Because, everywhere I look, that is what I see: we are all on the run from stopping – from meeting ourselves – from the discomfort of sitting for a while, slowing down for long enough for the dust of frantic thoughts and Constant Doing, to settle in our minds.
So we get really, really busy. In fact, if you say you haven’t done much when asked, it’s considered a bit odd. It’s much more acceptable to go on about how busy you’ve been – and how stressed you are. That has become our ‘normal’.
And it makes sense that we try to avoid boredom. When it hits, it can be intense: I got quite famous for Actual Boredom Tears that would start to stream down my face during tedious university lectures. I really couldn’t stop them. And they continued during hours spent temping in office jobs too. Sometimes I couldn’t see the words on the pages in front of me because I was so deeply, scarily bored.
But these days I have really good motivation to stay with my boredom rather than on the run from it – and to find ways to stop and be present and not in constant avoidance: because I don’t want to pass this cultural busyness-avoidance-discomfort pattern onto my children.

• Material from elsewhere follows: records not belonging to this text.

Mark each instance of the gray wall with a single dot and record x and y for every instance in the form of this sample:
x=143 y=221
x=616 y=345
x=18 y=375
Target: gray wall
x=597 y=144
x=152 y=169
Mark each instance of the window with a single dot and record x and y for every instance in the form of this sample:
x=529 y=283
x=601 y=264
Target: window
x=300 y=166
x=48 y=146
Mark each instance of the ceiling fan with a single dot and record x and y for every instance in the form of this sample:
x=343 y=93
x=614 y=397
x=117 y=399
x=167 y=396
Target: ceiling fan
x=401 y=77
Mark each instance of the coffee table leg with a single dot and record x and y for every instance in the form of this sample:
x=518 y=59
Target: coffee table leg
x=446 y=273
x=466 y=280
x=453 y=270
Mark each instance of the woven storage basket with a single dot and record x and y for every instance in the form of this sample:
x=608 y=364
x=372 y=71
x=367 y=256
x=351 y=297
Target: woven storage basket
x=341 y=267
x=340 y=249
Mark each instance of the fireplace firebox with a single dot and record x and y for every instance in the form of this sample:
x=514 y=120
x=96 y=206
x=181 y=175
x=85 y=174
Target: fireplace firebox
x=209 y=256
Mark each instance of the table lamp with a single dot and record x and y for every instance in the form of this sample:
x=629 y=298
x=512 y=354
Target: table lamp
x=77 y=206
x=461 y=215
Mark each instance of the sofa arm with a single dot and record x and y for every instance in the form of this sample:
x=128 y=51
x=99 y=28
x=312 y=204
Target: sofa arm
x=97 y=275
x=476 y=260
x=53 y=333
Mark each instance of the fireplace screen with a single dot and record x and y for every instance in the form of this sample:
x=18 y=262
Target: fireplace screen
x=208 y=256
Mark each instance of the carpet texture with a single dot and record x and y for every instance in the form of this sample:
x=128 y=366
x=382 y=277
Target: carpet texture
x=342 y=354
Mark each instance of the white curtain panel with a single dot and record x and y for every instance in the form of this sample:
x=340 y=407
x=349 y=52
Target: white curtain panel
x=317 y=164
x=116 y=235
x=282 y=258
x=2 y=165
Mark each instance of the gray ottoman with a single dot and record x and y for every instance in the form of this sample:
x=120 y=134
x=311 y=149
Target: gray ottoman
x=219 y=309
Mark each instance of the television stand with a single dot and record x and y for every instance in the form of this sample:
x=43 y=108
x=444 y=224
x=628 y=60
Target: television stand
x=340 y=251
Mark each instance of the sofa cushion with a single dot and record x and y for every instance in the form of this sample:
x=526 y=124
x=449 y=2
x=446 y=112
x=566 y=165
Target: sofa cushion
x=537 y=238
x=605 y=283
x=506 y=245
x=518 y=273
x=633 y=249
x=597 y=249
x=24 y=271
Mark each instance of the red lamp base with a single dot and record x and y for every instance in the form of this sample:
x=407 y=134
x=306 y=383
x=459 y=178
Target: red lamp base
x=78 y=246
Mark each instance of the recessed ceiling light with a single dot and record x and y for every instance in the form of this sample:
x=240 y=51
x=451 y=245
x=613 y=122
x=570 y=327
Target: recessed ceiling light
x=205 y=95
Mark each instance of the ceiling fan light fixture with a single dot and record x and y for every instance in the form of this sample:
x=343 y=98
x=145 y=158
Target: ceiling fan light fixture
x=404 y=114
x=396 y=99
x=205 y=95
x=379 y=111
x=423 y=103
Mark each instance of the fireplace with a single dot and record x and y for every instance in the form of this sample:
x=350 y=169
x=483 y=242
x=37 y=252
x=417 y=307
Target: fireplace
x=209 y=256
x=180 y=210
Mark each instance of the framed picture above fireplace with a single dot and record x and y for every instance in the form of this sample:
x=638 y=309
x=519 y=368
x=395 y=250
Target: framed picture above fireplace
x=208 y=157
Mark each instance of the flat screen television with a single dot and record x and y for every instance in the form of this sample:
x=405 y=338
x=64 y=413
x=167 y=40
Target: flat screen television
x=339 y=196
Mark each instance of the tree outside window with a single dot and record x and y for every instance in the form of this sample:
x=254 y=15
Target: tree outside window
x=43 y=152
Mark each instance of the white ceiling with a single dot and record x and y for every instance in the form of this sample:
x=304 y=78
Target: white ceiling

Because when we become parents, we get concerned about our children’s boredom levels as well as our own. And we think ‘Quick, put the tv on. Send them to a club. Introduce them to a hobby. Make suggestions for games they could play.’ Anything so that they don’t experience the Dreaded Boredom we have spent so much energy avoiding.
But my observation is that, right after I hit a patch of boredom, wondrous and inventive things happen. The point is that boredom isn’t something to be avoided; it is something we need to allow, trust and move towards. I actually see boredom as a landing pad for brilliant ideas and creativity. And this is true for my children too. Their most inventive and engaging games emerge after the biggest boredom complaints.
This may not be new to you as an idea but I am writing this to give people permission (if they need it) to let themselves and their children get plain-and-simple bored. Let yourselves take a break from fast-paced modern life and read books on the sofa, make up songs, play in sand, daydream, watch plants grow very slowly in the garden, lie down and watch the clouds move across the sky. Because the pressure to Do can be great these days. For me this pressure tends to come in the form of what I call The Questions when you are a parent.
Most of us have had some experience of The Questions – they come from all directions. Does your child do ballet? Has he joined a football club? Are you teaching them languages yet? It took me a while to be brave enough to answer these kinds of questions with clarity and confidence. Usually I say something like ‘No, we dance a lot and we sing in other languages because it’s beautiful to hear new sounds and we spend a lot of time in the garden.’ Basically, we do quite a lot of Nothing.
We need to let children meet themselves and be drawn into the slowness of nature’s rhythms and the small things in life. Otherwise we are setting them up to be on the run from Right Now and all the wonders that holds. But to do that, we need to get brave about our own boredom - and not be worried when they discover theirs. Right Now holds everything we need and we can trust that.